Robespierre et Lénine avaient exigé la suppression de la peine de mort. Au pouvoir, ils font du dernier supplice un moyen de gouvernement. Ils avaient réclamé la liberté de la presse et ils suppriment les journaux de l’opposition.

Bref, la fin justifie les moyens et absout les contradictions. La fin, c’est dans les deux cas le bonheur des masses : « Nous voulons, dit Robespierre, un ordre de choses où toutes les passions basses et cruelles soient enchaînées, toutes les passions bienfaisantes et généreuses éveillées par les lois..., où la patrie assure le bien-être de chaque individu..., où le commerce est la source de la richesse publique et non seulement de l’opulence monstrueuse de quelques maisons » (18 pluviôse). « Notre but, ajoute Saint-Just, est d’établir un gouvernement sincère tel que le peuple soit heureux » (8 ventôse). Trotsky dit le soir du 25 octobre : « Nous allons fonder un pouvoir qui ne se proposera d’autre but que de satisfaire les besoins des soldats, des ouvriers et des paysans. L’État doit être un instrument de libération des masses de tous les esclavages. »
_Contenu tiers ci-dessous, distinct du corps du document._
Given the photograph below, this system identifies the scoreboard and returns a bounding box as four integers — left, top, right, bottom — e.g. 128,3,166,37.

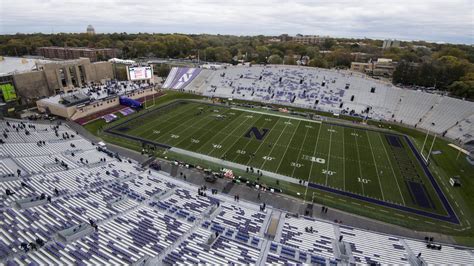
127,66,153,80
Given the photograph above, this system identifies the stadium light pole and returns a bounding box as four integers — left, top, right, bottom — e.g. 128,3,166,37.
456,141,464,161
426,134,437,164
421,128,430,159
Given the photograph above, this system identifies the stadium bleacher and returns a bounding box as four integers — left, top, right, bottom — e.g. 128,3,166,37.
0,120,474,265
164,65,474,142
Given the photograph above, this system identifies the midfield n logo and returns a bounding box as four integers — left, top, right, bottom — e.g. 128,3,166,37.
245,127,270,140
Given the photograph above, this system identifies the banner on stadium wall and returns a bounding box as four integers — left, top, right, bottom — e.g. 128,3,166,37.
0,84,16,102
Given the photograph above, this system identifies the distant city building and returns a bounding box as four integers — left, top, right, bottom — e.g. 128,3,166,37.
37,46,120,62
267,38,281,43
382,39,400,49
86,25,95,35
293,34,327,44
351,58,397,77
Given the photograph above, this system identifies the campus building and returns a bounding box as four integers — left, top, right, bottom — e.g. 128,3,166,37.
0,57,114,104
37,46,120,62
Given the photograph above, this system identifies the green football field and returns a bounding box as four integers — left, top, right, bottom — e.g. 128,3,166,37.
110,101,452,215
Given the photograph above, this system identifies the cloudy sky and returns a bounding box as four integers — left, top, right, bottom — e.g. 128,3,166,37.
0,0,474,44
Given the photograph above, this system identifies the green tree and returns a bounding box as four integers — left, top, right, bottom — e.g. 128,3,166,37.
268,54,283,65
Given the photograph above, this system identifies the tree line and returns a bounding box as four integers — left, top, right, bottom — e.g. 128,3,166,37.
0,33,474,99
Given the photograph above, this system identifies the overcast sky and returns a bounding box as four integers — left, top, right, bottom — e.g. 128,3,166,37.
0,0,474,44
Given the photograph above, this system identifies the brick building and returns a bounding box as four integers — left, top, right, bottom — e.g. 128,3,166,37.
37,46,120,62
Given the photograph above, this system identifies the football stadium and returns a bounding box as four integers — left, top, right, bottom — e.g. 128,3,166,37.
0,0,474,266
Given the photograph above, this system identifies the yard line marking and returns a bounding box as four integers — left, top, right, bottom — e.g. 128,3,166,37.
245,119,290,166
342,127,346,190
304,121,323,201
195,113,249,154
224,118,276,161
325,125,333,186
158,106,221,146
354,130,365,196
291,125,309,177
276,121,301,172
207,114,254,155
365,130,385,201
173,107,238,147
231,107,322,124
379,133,406,205
259,120,290,169
134,101,198,141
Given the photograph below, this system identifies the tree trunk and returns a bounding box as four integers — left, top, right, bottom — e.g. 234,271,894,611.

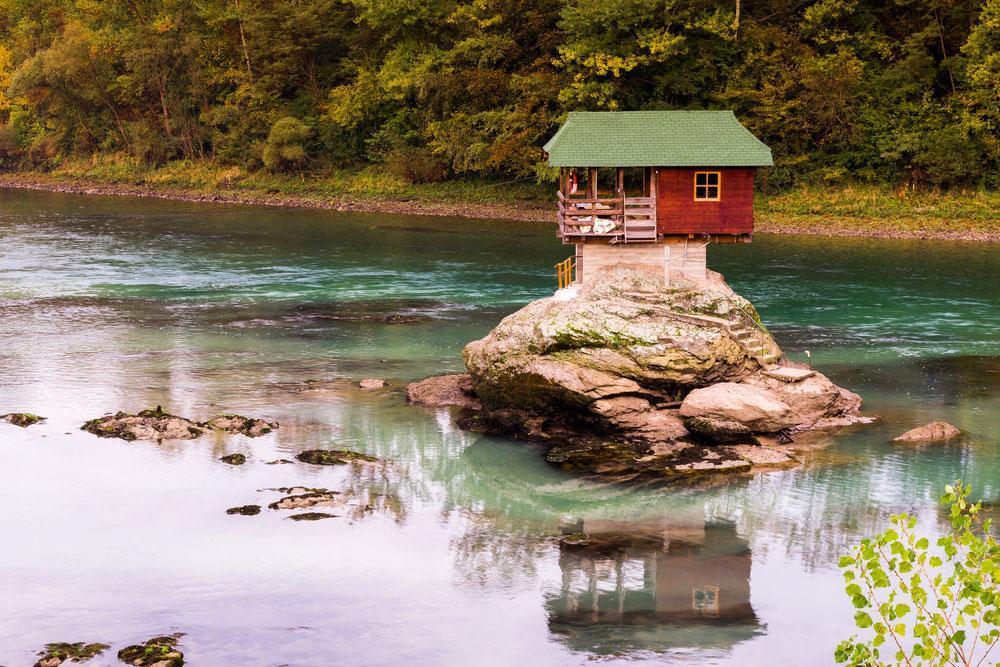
234,0,253,79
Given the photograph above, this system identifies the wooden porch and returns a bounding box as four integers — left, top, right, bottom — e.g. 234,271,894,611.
558,192,656,243
557,167,657,243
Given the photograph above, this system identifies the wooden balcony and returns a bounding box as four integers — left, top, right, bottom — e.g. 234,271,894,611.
558,192,656,243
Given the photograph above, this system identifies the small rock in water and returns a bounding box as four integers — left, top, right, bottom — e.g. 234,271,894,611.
406,373,481,410
288,512,337,521
0,412,45,428
118,632,184,667
205,415,278,438
892,421,962,442
295,449,378,466
226,505,260,516
80,406,205,441
35,642,111,667
268,489,339,510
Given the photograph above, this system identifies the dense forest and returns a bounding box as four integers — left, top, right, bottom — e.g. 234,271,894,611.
0,0,1000,188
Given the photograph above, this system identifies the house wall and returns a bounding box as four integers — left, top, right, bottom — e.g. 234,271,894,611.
656,167,755,234
576,238,708,283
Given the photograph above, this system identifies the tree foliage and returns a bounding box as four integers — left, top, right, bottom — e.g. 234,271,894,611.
835,481,1000,666
0,0,1000,187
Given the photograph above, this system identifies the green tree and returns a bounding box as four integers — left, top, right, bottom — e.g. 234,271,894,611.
835,481,1000,666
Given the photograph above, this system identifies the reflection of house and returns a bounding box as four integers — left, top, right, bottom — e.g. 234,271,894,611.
547,522,760,653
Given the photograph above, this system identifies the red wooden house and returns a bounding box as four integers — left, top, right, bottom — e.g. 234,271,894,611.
545,111,772,286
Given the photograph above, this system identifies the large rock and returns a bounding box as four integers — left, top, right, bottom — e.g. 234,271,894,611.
892,421,962,442
680,382,801,433
463,268,760,410
408,267,861,484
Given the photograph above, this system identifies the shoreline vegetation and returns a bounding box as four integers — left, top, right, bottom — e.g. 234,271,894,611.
0,159,1000,242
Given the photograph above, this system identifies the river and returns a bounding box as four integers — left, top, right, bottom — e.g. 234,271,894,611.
0,190,1000,667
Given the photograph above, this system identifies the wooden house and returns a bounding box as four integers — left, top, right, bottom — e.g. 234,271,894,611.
545,111,772,287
Qu’on n’objecte pas que Robespierre respectait la propriété individuelle tandis que Lénine la nie. La différence des temps explique la différence des théories et des solutions, mais le fond des choses reste identique. D’ailleurs, Lénine n’a pas supprimé la propriété. Ses mesures sont aussi opportunistes que celles qu’édictaient les Montagnards. Elles répondent aux mêmes nécessités. Il n’y a pas entre elles de différence de nature.

Les Bolchévistes ont nationalisé les banques, inventorié les coffres des particuliers, versé leur contenu au compte de la banque d’État, fixé à un certain quantum la limite des retraits, mais ils n’ont pas supprimé la propriété individuelle. Les Jacobins ne se gênaient pas pour réquisitionner les banquiers, mettre les scellés sur leurs caisses, les soumettre à une réglementation rigoureuse, fermer la Bourse, etc. Un arrêté du Comité de salut public en date du 23 ventôse requit en masse les négociants de Bordeaux de fournir 20 millions de traites sur l’étranger et d’exporter une pareille valeur de marchandises. Ce ne fut pas un fait exceptionnel. On sait que Robespierre subordonnait la propriété à l’intérêt social et qu’il l’avait définie : « La portion des biens garantie par la loi. »
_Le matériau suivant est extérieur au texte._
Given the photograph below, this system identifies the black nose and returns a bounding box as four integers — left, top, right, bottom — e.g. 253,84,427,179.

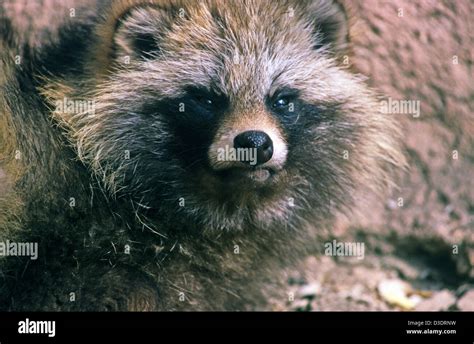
234,130,273,165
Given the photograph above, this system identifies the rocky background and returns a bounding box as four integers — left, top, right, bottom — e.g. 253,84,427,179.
0,0,474,311
269,0,474,311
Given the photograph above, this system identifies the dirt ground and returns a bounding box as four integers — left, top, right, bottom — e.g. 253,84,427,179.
269,0,474,311
0,0,474,311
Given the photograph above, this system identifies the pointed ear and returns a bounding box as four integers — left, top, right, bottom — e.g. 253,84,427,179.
113,6,171,59
306,0,349,55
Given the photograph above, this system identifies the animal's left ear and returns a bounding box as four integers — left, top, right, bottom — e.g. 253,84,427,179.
305,0,349,54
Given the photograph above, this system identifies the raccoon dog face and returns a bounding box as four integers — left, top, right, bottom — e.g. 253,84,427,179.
69,0,404,230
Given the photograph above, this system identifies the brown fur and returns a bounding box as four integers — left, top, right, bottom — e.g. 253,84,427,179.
0,0,404,310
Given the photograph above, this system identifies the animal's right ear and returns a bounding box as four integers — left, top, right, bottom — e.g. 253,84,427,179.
112,5,171,59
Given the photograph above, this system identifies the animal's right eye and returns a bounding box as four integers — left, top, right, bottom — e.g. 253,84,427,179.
186,87,227,110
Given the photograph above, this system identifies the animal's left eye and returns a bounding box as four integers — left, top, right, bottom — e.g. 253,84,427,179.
272,96,291,108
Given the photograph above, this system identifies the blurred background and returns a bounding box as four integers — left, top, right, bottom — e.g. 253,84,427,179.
3,0,474,311
269,0,474,311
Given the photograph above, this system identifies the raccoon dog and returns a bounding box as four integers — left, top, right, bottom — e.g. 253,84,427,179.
0,0,403,310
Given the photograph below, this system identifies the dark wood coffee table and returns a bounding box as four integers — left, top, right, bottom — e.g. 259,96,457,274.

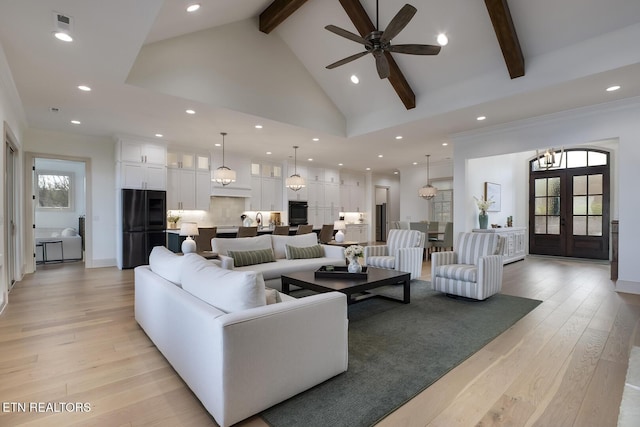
282,267,411,304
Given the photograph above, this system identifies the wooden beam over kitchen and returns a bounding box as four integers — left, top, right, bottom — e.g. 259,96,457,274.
260,0,307,34
484,0,524,79
340,0,416,110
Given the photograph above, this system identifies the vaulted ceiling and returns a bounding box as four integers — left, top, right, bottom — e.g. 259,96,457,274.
0,0,640,172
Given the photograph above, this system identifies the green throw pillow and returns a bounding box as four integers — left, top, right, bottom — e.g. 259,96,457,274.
285,245,324,259
227,249,276,267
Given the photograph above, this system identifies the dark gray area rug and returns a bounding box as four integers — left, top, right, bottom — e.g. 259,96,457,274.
261,280,540,427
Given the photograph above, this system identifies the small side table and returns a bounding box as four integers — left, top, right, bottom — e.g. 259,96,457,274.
42,240,64,264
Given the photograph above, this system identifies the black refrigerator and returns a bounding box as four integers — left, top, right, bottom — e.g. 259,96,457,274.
122,189,167,268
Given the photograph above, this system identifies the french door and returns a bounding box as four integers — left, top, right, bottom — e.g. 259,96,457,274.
529,149,610,259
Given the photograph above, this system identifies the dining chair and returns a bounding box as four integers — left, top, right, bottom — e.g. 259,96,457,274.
296,224,313,234
271,225,289,236
236,226,258,237
195,227,218,252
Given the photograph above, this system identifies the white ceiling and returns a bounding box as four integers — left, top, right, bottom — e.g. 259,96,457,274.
0,0,640,172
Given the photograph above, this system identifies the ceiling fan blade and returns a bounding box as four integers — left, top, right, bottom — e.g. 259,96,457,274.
380,4,418,43
373,52,390,79
324,25,371,47
387,44,441,55
326,50,369,70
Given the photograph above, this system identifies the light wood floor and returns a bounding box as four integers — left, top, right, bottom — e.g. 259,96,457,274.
0,258,640,427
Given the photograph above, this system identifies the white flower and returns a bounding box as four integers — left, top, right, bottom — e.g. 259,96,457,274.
473,196,495,213
344,245,364,259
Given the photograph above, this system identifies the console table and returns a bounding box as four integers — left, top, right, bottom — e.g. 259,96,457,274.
471,227,527,264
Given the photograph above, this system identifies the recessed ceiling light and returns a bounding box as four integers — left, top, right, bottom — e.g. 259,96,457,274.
187,3,200,12
53,31,73,43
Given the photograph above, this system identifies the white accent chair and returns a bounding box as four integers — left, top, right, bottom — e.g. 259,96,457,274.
431,233,503,300
364,229,425,279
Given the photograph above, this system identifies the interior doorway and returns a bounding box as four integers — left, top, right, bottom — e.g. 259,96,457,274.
374,185,389,242
25,153,93,271
529,149,610,259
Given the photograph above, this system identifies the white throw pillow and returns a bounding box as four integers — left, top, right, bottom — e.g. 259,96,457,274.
271,233,318,259
211,234,271,256
149,246,184,286
181,253,266,313
60,228,78,237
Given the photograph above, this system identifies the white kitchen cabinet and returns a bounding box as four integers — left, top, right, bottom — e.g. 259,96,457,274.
117,138,167,166
344,224,368,243
167,168,196,210
196,170,211,211
120,162,167,190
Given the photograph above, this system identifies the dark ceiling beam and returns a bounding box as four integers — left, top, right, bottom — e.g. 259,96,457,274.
484,0,524,79
260,0,307,34
340,0,416,110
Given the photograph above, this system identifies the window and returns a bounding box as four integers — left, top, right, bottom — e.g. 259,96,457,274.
36,171,73,210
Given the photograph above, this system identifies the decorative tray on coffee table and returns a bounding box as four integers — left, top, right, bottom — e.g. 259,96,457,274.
315,265,367,280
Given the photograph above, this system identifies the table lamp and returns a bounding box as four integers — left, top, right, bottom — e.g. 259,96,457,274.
180,222,199,254
333,221,347,243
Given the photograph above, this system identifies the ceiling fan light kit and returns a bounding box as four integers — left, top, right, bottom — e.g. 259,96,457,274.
325,1,441,79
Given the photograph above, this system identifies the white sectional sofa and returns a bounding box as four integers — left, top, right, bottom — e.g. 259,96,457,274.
211,233,346,290
134,247,348,427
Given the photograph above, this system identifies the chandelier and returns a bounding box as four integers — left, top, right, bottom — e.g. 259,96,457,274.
213,132,236,186
285,145,305,191
418,154,438,200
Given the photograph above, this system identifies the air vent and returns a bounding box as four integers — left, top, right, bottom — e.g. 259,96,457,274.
53,12,73,33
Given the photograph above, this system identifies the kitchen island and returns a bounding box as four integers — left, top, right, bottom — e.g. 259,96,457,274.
166,225,320,253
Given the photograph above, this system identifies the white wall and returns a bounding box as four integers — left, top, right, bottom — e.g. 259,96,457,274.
0,40,26,311
453,97,640,293
398,161,453,222
24,129,116,267
35,159,86,230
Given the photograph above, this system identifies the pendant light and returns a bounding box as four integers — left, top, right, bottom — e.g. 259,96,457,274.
285,145,305,191
213,132,236,186
418,154,438,200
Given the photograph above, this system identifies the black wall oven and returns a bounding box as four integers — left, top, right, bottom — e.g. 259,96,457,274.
289,201,308,225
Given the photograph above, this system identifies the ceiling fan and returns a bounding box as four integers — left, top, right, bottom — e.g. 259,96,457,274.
324,0,440,79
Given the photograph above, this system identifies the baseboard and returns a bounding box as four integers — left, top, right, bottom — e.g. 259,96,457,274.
85,258,116,268
616,280,640,294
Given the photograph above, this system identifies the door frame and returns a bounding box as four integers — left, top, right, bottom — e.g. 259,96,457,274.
527,147,612,259
24,151,93,272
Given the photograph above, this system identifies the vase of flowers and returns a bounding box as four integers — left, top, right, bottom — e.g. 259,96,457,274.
473,196,494,229
344,245,364,273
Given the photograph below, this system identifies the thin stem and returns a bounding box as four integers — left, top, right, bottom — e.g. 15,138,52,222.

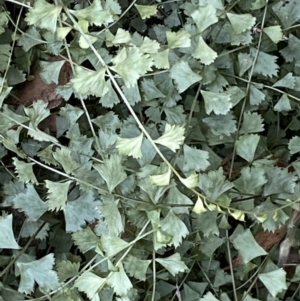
226,230,238,301
228,1,268,179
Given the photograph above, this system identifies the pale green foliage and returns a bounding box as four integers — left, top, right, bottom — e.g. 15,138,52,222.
25,0,62,33
117,134,143,159
71,67,108,97
154,124,184,152
236,134,259,163
45,180,71,211
170,61,202,93
198,168,233,201
124,255,151,281
166,30,191,49
75,272,105,300
111,47,153,88
155,253,188,276
71,0,113,26
16,254,59,294
258,269,287,298
226,13,255,34
13,158,38,184
134,4,157,19
94,154,126,192
57,261,79,282
232,229,268,263
0,214,20,249
63,191,100,232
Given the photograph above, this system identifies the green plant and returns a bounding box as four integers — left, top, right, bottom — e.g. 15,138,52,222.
0,0,300,301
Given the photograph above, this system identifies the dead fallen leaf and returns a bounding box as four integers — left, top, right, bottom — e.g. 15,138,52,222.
224,226,287,270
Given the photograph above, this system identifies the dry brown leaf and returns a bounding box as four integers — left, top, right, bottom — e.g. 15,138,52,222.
224,226,287,270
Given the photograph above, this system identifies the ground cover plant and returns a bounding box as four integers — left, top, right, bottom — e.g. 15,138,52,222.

Les Bolchévistes ont mis la main sur les usines qu’ils administrent au moyen de comités élus par les ouvriers. Les Jacobins les avaient précédés dans cette voie en réquisitionnant pour les besoins des fabrications de guerre beaucoup de forges et d’ateliers administrés par des régies plus ou moins étroites.

Les Bolchévistes contrôlent la production agricole comme la production industrielle. Ils ont organisé dans chaque district des comités de recensement, de réquisition et de distribution des marchandises reliés à des « centres » communs, centre textile, centre métallurgique, etc.

Déjà les Montagnards, pour l’application de leur loi du maximum, avaient créé à Paris la Commission des subsistances, la Commission des armes et poudres, la Commission des transports, etc., qui, sous les ordres du Comité de salut public, recensaient, distribuaient, taxaient les denrées de toute nature au moyen d’innombrables agents disséminés dans toute la France et appuyés sur des Comités locaux.

Ce serait une erreur de croire que les Comités bolchévistes qui administrent les usines ou qui contrôlent la production agricole, sont souverains. La République des Soviets est à l’heure actuelle aussi centralisée, aussi bureaucratique que l’était la République jacobine. Les Comités agraires qui régissent les terres confisquées sur la grande propriété [2] sont sans doute élus, mais, à côté d’eux, le pouvoir central est représenté par des commissaires armés de pleins pouvoirs pour assurer la subordination au centre. De même les Comités élus par les ouvriers des usines n’ont pas la direction de l’entreprise, qui reste la plupart du temps confiée à l’ancien patron, devenu un agent du centre. Lénine ne veut pas que le pouvoir prolétarien reste « à l’état gélatineux ». Il s’efforce d’arrêter la désorganisation et il pratique la politique de la main de fer. « Tout individu qui enfreint la discipline du travail, dit-il, dans n’importe quelle entreprise, dans n’importe quelle affaire, doit être déféré au tribunal et puni impitoyablement. » Les tribunaux révolutionnaires de la Russie soviétique comme ceux de la France montagnarde punissent l’accaparement, le sabotage, les fraudes, les contraventions contre les taxes et contre les recensements, à l’instar des crimes contre-révolutionnaires. Un décret déjà ancien sur l’administration des chemins de fer a confié la direction des réseaux à des commissaires aux pouvoirs aussi étendus que ceux dont étaient investis les proconsuls de la Convention.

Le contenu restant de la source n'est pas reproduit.